OUR GOAL: A CIRCLE OF SUPPORTERS GIVING $350/MONTH OR $4200 FOR THE YEAR

Rwanda flag

Rwanda

University of Rwanda

Career Technology

Mechanical Engineering- Production

CAREER: Mechanical Engineer

GRAD DATE: 2024

JOURNEY

    • July 16, 2021 – Barack shared what resilience means to him: “Considering its original meaning, resilience is the ability to recover quickly from something. Resilience means a lot to me. It means I, as a servant leader, am able to overcome every oppression that comes as a challenge to me. It means I must be able to adapt myself to new circumstances and not let them affect me or change who I am. A resilient leader will learn to pick himself up after something goes wrong and continue as ambitious as he was before, not getting discouraged. We all should be resilient. In the face of many unfavorable circumstances, we ought not to lose heart, not to lose hope, to re-build ourselves after every storm, adapting to the changes that came with it, and serve our people. We say we are not broken. We advance even in the worst of times. We are RESILIENT!”
    • March 1, 2021 – Barack said his biggest lesson from 2020 was: “That life never always gives us what we want or expect and that God’s sovereignty is beyond everything. I had planned as much as I could but life turned out differently! So it’s our duty to adjust ourselves to the pace that life provides so that we don’t go off track. Even on the darkest days as those in 2020, we still grow through by the sovereign grace of God.”

Barack’S CIRCLE

BIO

Barack was born in a family of six children, he is the third and the eldest son. Being raised by a single mom in the streets of Kampala, he was, like most of the kids, a big fan of pan cakes (Kabalagala snacks), and enjoyed building swings on trees with his friends. Besides being famished along with his siblings, their education was always on the edge of a razor and they knew at any time they could fall off and their dreams of getting their mother out of that mess would vanish. But, with hard work and their mom’s support, they thrived in their education. Luckily, at the age of 15, Barack’s mom’s siblings agreed to bring him to Rwanda to support his education, so he left his family in Uganda.

Besides building swings and climbing trees, Barack was fond of sitting with his friends on the road side to watch cars passing. But his fascination with cars went beyond the hope that one day he would own one, Barack wanted to make cars. He learned from the big boys who could make toy cars and as he grew up, Barack realized his dream could come true through pursuing science. He felt he had no room for failure, and he graduated among the top five in his senior year in high school.

Now Barack is majoring in Mechanical Engineering and he feels he is a few steps away from achieving his dream.

Besides his career goals, Barack has been driven throughout to be a father unlike my own.
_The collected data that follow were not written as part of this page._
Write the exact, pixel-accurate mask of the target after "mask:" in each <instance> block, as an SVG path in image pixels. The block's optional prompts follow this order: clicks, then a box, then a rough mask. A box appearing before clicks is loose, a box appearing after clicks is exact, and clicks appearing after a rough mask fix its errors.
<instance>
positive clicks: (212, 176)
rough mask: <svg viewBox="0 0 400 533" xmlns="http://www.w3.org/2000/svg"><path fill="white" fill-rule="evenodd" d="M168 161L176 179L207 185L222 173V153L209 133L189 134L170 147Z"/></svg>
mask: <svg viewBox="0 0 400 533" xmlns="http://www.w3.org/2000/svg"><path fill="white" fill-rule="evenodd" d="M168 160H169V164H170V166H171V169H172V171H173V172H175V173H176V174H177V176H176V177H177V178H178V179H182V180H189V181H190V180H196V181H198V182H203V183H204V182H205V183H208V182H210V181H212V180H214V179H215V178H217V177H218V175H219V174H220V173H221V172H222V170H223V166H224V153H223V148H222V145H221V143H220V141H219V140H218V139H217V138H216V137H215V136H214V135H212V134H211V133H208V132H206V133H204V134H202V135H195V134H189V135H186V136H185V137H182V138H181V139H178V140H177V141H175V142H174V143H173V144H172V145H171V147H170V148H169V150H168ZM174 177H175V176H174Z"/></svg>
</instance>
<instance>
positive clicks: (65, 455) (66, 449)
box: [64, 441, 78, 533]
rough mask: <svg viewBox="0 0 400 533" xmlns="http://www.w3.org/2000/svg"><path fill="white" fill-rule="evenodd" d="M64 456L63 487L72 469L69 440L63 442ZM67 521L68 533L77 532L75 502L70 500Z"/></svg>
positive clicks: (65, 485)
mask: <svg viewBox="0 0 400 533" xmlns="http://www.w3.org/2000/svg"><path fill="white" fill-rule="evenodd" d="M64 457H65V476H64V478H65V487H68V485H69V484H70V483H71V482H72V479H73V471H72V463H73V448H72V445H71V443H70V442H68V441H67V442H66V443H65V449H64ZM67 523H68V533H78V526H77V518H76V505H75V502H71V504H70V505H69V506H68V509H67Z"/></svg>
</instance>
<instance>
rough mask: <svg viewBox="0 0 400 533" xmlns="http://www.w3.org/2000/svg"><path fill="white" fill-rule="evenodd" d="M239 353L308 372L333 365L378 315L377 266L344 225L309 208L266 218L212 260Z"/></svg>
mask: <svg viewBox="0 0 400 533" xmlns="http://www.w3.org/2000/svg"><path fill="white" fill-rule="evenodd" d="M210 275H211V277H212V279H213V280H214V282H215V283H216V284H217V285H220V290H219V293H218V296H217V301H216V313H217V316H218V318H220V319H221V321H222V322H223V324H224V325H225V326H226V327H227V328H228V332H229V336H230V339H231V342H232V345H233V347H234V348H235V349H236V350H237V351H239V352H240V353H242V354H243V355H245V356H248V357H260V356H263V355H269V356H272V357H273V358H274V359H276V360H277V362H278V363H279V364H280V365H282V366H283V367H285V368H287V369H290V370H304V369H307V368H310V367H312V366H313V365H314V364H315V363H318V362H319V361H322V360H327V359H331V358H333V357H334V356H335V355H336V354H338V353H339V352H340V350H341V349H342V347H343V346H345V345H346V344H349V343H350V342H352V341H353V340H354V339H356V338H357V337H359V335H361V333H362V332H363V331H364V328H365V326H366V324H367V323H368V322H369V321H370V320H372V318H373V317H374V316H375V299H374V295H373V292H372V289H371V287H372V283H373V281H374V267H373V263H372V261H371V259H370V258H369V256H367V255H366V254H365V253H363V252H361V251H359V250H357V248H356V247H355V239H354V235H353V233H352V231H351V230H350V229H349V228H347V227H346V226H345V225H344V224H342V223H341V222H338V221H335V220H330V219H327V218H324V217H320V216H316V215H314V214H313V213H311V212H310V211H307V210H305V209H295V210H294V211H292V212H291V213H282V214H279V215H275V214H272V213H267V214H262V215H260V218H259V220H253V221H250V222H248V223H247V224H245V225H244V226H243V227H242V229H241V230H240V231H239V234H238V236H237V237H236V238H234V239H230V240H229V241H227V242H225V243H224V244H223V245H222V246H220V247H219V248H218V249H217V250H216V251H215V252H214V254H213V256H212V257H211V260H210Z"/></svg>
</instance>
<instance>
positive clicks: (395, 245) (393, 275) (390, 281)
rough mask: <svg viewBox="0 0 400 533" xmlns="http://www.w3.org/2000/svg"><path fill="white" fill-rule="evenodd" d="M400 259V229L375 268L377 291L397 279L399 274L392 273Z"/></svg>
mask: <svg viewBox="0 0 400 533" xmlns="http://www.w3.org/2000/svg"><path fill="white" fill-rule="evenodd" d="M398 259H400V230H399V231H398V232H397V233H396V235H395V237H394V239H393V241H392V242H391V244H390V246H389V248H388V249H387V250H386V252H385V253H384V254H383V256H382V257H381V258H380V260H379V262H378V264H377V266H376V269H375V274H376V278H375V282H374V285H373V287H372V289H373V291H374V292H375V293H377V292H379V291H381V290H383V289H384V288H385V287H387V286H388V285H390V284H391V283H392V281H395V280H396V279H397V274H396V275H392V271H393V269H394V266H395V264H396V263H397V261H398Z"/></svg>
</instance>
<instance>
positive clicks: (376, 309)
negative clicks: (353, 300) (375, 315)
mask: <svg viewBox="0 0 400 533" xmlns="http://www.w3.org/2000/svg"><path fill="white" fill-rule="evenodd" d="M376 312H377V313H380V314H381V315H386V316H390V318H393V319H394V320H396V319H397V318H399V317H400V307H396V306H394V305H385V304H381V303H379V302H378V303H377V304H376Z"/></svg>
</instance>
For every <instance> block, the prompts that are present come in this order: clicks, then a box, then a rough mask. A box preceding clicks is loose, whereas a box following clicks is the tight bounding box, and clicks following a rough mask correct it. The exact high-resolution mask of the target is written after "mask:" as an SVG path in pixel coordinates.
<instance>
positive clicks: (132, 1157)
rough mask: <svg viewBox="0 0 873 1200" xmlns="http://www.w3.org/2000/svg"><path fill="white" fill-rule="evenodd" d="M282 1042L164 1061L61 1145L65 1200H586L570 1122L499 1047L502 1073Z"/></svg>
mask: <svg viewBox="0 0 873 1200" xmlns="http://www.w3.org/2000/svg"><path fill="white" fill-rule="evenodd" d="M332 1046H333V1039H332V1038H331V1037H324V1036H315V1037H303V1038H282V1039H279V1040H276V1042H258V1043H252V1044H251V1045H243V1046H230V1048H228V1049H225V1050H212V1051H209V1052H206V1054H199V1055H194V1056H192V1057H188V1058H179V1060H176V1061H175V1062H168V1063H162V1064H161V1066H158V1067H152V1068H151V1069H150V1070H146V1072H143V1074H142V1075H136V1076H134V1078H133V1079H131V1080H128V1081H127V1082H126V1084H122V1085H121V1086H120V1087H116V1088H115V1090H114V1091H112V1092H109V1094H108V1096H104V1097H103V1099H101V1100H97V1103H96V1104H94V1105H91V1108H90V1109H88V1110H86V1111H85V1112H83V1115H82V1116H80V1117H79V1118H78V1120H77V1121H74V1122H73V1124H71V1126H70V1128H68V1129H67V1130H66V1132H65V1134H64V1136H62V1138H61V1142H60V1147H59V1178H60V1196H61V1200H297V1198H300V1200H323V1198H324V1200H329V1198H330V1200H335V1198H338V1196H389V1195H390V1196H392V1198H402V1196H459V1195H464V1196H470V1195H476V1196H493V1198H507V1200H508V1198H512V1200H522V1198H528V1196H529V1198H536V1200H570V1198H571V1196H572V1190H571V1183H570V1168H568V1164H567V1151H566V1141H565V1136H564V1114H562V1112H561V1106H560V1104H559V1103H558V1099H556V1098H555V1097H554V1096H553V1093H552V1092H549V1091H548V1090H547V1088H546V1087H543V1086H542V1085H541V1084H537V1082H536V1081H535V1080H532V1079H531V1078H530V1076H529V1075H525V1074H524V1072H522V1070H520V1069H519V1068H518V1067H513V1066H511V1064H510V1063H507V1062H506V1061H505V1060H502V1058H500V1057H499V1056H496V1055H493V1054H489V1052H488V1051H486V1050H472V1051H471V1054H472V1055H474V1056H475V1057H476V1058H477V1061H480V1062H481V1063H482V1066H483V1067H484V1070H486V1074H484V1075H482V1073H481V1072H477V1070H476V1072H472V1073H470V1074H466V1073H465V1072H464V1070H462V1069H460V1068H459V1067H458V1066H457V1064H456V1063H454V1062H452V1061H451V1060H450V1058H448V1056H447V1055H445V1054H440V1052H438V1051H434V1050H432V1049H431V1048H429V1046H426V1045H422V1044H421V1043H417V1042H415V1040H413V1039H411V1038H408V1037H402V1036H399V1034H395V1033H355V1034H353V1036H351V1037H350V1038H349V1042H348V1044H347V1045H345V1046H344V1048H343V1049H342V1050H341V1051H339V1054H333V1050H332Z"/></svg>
He has seen many friends and children suffer after either being abandoned by or losing their father. This motivates him to work hard so that he can support others, since they share a similar story. He also hopes that many more will make their living through his car making dream. This is what drives him: that these numbers conveying the struggling children each have a face. Barack is proud to be a TNHF scholar with faith that his dreams will be attained.

Apart from his studies, Barack enjoys fellowships with Christian brethren and also hanging out with his friends to share meals and tell jokes all evening. He also enjoys dancing and drama.